Ignacio Abella
La abuela Fulgencia se acerca como todos los días a mirar la enorme trinchera que ha partido por la mitad los mejores prados, creando una frontera infranqueable en el pueblo. Con la puntualidad del ángelus, ve pasar el AVE, ese tren de alta velocidad que vuela por raíles. Va tan rápido que tiene que sujetarse el pañuelo que lleva en el pelo. Tan rápido, que la abuela no alcanza a ver a esos ejecutivos y turistas que viajan tan rápido que tampoco pueden ver a la abuela Fulgencia. Cuanto más rápido viajan, más aumenta su distancia con la gente de a pie. Desgraciadamente, son esas pocas personas quienes deciden y edifican nuestro futuro, y lo hacen a la medida de quien, como ellas, nunca pisan la tierra. Esa clase política, funcionaria y empresarial, se ha convertido en extraterrestre, invasora de un planeta que es territorio de paso, de conquista y especulación. La forma en que los seres humanos, indígenas y nativos por naturaleza, se convierten en mutantes y parásitos, saqueadores sin escrúpulos que atentan contra el propio paisaje y la Tierra que les da asilo, es un terrible y verdadero misterio…
Fue en 1997 cuando un grupo de aborígenes Ngarinyin, Australia, viajó a Europa bajo los auspicios de la UNESCO. Trataban de demostrar su pertenencia a los territorios ancestrales que habitan desde tiempo inmemorial, para hacer frente a las compañías turísticas, ganaderas y mineras que pretenden explotar la región. Presentaron los títulos que los avalan: pinturas rupestres de miles de años de antigüedad y canciones y relatos tradicionales que las interpretan. Contaron cómo las raíces de este pueblo y su cultura están basadas en la ley Wunam que se estableció “al principio de los tiempos” y rige las relaciones entre todos los seres vivos que compartimos este mundo. En aquel tiempo remoto, los clanes acordaron asignar las tierras y los pozos de agua e instaurar un procedimiento de iniciación y transmisión, capaz de perpetuar la ley y la tradición. Pero en modo alguno asumían la propiedad, sino la pertenencia a sus respectivos territorios. “Es el ser humano el que pertenece a la Tierra” dice el proverbio africano y mientras no lo comprendamos estaremos condenados a la miseria y el sufrimiento de los más para el obsceno beneficio de los menos.

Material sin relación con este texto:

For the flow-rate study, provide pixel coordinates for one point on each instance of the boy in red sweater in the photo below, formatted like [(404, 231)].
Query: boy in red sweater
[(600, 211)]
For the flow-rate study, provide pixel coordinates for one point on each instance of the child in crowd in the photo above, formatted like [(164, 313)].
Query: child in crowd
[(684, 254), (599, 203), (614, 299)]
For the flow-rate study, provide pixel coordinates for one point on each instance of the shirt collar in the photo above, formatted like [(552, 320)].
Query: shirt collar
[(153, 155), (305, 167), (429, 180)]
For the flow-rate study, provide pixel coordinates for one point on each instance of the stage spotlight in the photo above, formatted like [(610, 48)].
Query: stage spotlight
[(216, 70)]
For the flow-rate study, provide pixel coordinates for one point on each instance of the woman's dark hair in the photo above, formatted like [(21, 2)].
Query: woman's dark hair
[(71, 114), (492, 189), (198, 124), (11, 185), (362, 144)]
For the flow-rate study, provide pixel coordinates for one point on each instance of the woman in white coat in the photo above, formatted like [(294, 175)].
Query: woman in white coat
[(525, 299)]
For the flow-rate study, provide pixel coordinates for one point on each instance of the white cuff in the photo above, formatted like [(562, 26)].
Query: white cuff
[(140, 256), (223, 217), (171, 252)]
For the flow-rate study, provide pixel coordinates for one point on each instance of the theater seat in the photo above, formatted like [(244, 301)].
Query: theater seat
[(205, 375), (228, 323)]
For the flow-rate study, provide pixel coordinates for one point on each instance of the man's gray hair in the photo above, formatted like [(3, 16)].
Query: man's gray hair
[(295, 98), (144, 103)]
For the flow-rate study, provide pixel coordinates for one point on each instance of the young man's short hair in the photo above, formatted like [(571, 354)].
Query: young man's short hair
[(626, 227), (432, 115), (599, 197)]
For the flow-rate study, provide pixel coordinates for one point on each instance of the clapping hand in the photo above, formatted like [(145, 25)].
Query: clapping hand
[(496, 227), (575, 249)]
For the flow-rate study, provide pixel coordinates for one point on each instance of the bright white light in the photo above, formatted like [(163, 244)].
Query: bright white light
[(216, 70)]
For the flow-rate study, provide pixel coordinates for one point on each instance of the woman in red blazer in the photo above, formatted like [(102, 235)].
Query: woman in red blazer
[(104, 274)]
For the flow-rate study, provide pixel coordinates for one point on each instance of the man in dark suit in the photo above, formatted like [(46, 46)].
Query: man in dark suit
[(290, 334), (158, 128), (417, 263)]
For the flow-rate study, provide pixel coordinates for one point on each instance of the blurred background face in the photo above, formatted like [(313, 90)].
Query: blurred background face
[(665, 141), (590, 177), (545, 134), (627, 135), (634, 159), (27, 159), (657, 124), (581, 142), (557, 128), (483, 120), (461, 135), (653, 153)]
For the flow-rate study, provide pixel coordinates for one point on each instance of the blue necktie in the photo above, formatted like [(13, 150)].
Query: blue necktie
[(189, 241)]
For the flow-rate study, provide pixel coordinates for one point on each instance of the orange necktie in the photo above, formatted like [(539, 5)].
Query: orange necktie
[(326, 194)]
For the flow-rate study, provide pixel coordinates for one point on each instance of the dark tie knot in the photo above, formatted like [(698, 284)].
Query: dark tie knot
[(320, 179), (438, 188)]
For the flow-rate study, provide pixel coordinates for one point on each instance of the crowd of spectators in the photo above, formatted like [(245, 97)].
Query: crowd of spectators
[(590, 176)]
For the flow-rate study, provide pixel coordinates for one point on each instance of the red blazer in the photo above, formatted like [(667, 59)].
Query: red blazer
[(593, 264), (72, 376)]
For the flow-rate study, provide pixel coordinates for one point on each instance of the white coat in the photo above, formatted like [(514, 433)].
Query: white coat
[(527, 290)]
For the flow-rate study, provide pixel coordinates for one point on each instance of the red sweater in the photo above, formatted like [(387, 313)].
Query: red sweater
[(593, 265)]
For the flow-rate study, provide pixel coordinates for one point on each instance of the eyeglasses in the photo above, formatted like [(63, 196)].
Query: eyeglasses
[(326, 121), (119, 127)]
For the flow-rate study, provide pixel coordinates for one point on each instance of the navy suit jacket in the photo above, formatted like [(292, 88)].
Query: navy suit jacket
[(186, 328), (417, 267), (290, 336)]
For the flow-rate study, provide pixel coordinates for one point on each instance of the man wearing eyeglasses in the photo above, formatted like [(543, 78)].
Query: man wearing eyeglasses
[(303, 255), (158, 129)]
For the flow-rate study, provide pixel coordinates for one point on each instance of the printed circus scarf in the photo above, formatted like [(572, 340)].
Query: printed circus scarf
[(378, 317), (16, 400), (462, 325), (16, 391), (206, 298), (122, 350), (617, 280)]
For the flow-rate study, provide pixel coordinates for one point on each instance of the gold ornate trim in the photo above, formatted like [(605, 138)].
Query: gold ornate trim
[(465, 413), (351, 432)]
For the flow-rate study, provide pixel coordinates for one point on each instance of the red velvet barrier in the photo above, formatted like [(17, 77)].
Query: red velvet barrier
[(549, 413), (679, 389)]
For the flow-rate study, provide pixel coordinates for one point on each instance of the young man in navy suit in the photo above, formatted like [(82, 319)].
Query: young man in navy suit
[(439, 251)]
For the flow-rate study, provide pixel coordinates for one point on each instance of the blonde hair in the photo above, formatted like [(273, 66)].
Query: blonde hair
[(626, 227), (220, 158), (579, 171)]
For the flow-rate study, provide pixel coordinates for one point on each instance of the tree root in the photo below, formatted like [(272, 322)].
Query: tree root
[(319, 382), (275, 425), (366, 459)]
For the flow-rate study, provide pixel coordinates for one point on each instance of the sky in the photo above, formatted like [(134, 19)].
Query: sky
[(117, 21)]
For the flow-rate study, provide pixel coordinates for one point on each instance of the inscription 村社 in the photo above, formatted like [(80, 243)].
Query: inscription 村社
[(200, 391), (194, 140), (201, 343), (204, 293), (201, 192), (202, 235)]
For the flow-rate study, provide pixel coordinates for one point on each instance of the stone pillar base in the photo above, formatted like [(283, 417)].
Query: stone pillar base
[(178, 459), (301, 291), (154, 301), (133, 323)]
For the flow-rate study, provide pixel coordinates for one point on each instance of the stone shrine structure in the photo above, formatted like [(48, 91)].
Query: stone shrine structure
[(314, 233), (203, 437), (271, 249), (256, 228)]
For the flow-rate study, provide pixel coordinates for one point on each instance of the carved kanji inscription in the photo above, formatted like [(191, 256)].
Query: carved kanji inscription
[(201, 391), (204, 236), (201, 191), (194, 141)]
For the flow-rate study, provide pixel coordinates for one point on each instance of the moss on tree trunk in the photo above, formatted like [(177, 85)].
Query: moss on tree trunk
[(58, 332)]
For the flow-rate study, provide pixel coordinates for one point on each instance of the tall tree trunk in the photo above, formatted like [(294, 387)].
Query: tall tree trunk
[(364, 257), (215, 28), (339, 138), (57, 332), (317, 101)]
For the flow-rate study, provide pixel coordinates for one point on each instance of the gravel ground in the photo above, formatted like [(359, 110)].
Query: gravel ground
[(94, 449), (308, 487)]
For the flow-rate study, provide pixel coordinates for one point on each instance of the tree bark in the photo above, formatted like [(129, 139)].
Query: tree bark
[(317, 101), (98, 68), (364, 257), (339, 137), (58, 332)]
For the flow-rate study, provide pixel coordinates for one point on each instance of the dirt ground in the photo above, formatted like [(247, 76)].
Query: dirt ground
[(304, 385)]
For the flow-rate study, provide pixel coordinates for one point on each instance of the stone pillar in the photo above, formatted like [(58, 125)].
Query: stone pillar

Es bajo la mirada indígena –presente también en gentes como Fulgencia- que podemos ver y sentir como una entidad viva esa tierra, ese país o paisaje que de algún modo nos comprende y contiene. Pero hoy los gobiernos son cómplices, cuando no promotores, de toda suerte de atentados contra el paisaje local y global. Son los extraterrestres que invaden la Tierra: acaparan la energía, el agua y los recursos y destruyen la belleza y la vitalidad de este planeta en el que la humanidad está cada vez más esclavizada, creando un omnipotente sistema que controla una economía ajena a los intereses de las personas y del territorio.
Un nuevo paradigma de justicia y respeto hacia la tierra se instaurará cuando entendamos que las verdaderas dignatarias son las personas humildes, las que cultivan huertos, las gentes de a pie. Que el prestigio y la respetabilidad de una persona o un grupo debe emanar de la solidaridad y la humildad en vez de en la ostentación. La hora de la dignidad humana en el más amplio sentido, ha llegado.